The last interesting and important question has to do with the admissibility of Captain DeRiemer’s testimony of the odor of alcohol on accused’s breath. Appellate defense counsel contend that this testimony was also inadmissible because it was obtained under the orders of a superior, thus compelling accused to incriminate himself. The board of review decided the question was not reserved for review since no objection was raised to such testimony by the defense at the trial level. Because of the importance of the issue involved, I prefer to brush that reasoning aside and reach straight to the heart of the question. Therefore, I will consider the contention that evidence of the alcoholic odor on the breath of the accused was inadmissible because it is barred by the provisions of Article 31.

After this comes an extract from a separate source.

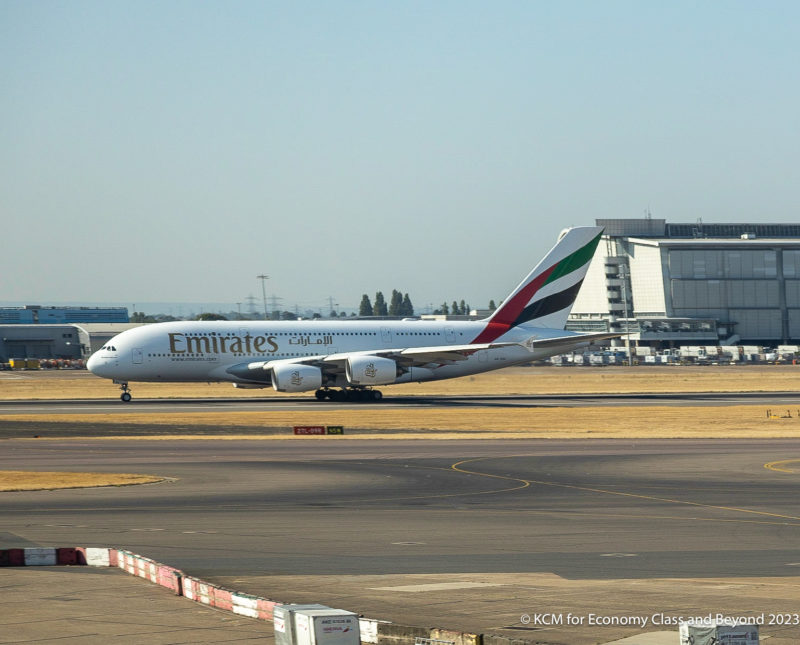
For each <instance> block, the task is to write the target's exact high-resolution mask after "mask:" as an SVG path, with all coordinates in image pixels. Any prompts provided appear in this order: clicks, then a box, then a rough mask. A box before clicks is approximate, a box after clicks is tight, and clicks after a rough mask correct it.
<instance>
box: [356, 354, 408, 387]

In United States v Eggers, 3 USCMA 191, 11 CMR 191, and United States v Rosato, 3 USCMA 143, 11 CMR 143, we gave considerable'thought to the difficult question of applying the doctrine of self-incrimination in certain areas. In the former case, we placed testimonial utterances on one side of the ledger and held they came within the privilege, and acts such as displaying the body, fitting on clothes, and fingerprinting, we said, should be carried on the other side and suggested that they fell without the protection. We concluded handwriting belonged with the first class and, therefore, exemplars could not be obtained by compulsion. In this particular instance, I believe exhalation must be grouped with the second class and is, therefore, admissible. It is beyond cavil that a person must breathe to live and in the process of exhaling, certain odors emanate from the mouth. If an investigator approaches closely enough to smell the odor of alcohol on an accused’s breath, he should be able to testify to that fact without offending against Article 31. In that backdrop, there is neither compulsion nor self-incrimination. However, the defense maintains that the commanding officer, by thrice ordering the accused to blow his breath in his face, required the accused to furnish incriminating evidence against himself and the compulsion renders the evidence inadmissible. I am convinced the contention of the accused must be rejected. While it is true the officer directed the accused to increase his efforts to simplify the gathering of evidence, that was only to save the inconvenience of obtaining the evidence in other ways. The officer could, of course, have used the alternative method of having someone hold the accused while the officer approached closely enough to make the determination without requiring additional exertion. But, in preference to using physical methods to obtain the evidence, he directed the accused to exert some additional efforts to force his breath outwardly far enough to avoid personal contact. The order did not require the creation or production of evidence. The odor was there, and the effect of the order was to bring the accused nearer without inconvenience. In complying with the order of the Captain, the accused was doing no more than he could have been required to do had he been directed to open his mouth, raise his arm, lift his leg, or move at all. Accordingly, I believe the testimony was admissible in evidence.

I would affirm the decision of the board of review. My associates conclude otherwise, however, and, as a matter of caution, I do not commend my views to the law officer in the second hearing of this case. Since the majority opinion is eloquent in its silence, he must rely on his best judgment.